As a Performance Psychologist who’s worked with many Olympians over the years, I wanted to touch on this topic as it resonated strongly with me. First of all, Ellie’s death was such a tragic loss that has touched the lives of so many. There is an overwhelming sadness that emerges with the understanding that this young women’s suffering had become so painful that the only option that this intense, overpowering emotional experience presented was to end her suffering by ending it all.
Is sport to blame?
When tragic things like this happen we want to either place blame and/or want to know how to prevent something like this from ever taking place again. I think we need to be careful not to blame sport, but rather look at how best to develop these young athletes (or insert chosen passion here such as dance, music, academics) by equipping them with the right tools and personal assets to handle the demands and pressures to be mentally well throughout the journey.

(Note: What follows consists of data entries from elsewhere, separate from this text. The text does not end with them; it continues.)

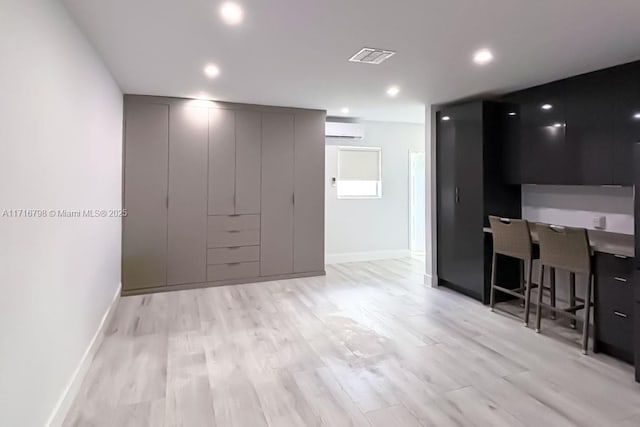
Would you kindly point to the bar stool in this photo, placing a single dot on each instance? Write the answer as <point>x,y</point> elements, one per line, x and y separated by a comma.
<point>512,238</point>
<point>566,248</point>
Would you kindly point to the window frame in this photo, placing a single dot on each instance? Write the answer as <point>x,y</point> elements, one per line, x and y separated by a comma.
<point>378,194</point>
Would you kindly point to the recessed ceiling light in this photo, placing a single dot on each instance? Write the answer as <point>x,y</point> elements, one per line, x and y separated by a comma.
<point>212,71</point>
<point>483,57</point>
<point>231,13</point>
<point>393,91</point>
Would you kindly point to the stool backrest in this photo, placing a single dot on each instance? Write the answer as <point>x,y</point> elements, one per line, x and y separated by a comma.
<point>566,248</point>
<point>511,237</point>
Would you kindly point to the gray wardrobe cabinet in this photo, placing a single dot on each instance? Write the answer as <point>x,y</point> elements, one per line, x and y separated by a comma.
<point>144,232</point>
<point>276,234</point>
<point>235,142</point>
<point>220,193</point>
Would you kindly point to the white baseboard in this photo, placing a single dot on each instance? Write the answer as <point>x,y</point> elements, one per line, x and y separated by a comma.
<point>431,280</point>
<point>64,403</point>
<point>366,256</point>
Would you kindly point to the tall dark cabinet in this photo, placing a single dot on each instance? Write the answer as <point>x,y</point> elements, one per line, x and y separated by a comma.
<point>470,187</point>
<point>581,129</point>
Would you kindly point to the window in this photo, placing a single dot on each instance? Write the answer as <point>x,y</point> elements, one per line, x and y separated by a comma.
<point>359,173</point>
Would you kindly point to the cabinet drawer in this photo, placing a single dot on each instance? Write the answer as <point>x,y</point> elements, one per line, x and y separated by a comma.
<point>234,222</point>
<point>615,327</point>
<point>614,266</point>
<point>241,270</point>
<point>233,255</point>
<point>225,239</point>
<point>615,294</point>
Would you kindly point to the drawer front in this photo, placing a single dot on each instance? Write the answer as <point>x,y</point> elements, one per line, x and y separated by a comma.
<point>614,266</point>
<point>225,239</point>
<point>243,270</point>
<point>234,222</point>
<point>615,294</point>
<point>616,328</point>
<point>233,255</point>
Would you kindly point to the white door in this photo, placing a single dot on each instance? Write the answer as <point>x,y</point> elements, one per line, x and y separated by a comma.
<point>417,202</point>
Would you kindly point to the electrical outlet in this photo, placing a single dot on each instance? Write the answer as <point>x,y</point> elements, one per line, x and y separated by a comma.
<point>599,222</point>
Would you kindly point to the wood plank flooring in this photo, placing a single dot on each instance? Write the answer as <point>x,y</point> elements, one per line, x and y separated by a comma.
<point>367,345</point>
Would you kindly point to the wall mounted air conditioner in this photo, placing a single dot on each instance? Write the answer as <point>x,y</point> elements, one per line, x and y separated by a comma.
<point>338,130</point>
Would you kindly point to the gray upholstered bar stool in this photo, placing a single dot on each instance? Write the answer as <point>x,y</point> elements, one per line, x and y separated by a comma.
<point>512,238</point>
<point>567,248</point>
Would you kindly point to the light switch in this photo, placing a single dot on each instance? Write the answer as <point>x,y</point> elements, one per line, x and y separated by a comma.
<point>599,222</point>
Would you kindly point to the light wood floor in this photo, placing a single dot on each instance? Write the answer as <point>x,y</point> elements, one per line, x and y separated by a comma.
<point>367,345</point>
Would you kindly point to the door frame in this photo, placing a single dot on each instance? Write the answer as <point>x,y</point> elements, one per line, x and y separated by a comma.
<point>412,154</point>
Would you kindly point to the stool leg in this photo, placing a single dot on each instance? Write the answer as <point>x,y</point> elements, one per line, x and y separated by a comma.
<point>527,291</point>
<point>587,315</point>
<point>523,285</point>
<point>539,306</point>
<point>572,295</point>
<point>552,282</point>
<point>492,293</point>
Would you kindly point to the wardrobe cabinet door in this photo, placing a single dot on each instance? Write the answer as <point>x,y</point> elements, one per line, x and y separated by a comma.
<point>308,230</point>
<point>187,225</point>
<point>222,162</point>
<point>248,160</point>
<point>144,237</point>
<point>276,241</point>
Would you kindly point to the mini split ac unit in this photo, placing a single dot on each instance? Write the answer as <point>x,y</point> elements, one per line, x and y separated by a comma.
<point>338,130</point>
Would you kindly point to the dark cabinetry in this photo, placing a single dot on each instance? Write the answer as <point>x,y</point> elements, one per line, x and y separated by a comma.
<point>614,309</point>
<point>577,131</point>
<point>535,126</point>
<point>589,128</point>
<point>470,187</point>
<point>626,120</point>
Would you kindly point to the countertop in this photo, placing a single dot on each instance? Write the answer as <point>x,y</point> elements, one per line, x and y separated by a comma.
<point>601,241</point>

As John Ameachi said at recent World-leading Sport Psychology conference:
“As practitioners working with these athletes, you must protect the athletes’ plurality.”
Meaning, we need to help athletes develop their identity and self-worth independent of their current sport pursuit. Sport is what they DO, not who they ARE. To younger athletes that risk critical stages of identity development due to sport commitments, they can become ‘foreclosed’ on the athlete role and their identity and self-worth becomes a seamless extension of their sport. This can create invisible pressures that go untreated.
The mind needs training, too
This tragic loss reinforces the importance of developing and taking care of the whole athlete, including mental and emotional development in addition to the technical, tactical and physical elements of sport. If you are young athlete, dancer, artist or academic… or have an influence with this population, boost your immunity to some of the demands you will face by formally training your mind, taking care of your mental and emotional health and building your resilience so you can thrive.
As someone who’s spent countless hours working with Olympic athletes as a sport psychologist, having seen first hand the rigours that elite competition brings, my heart goes out to Ellie’s family and friends. A tragedy like this is felt by the wider Olympic family and our thoughts are with you during this incredibly difficult time.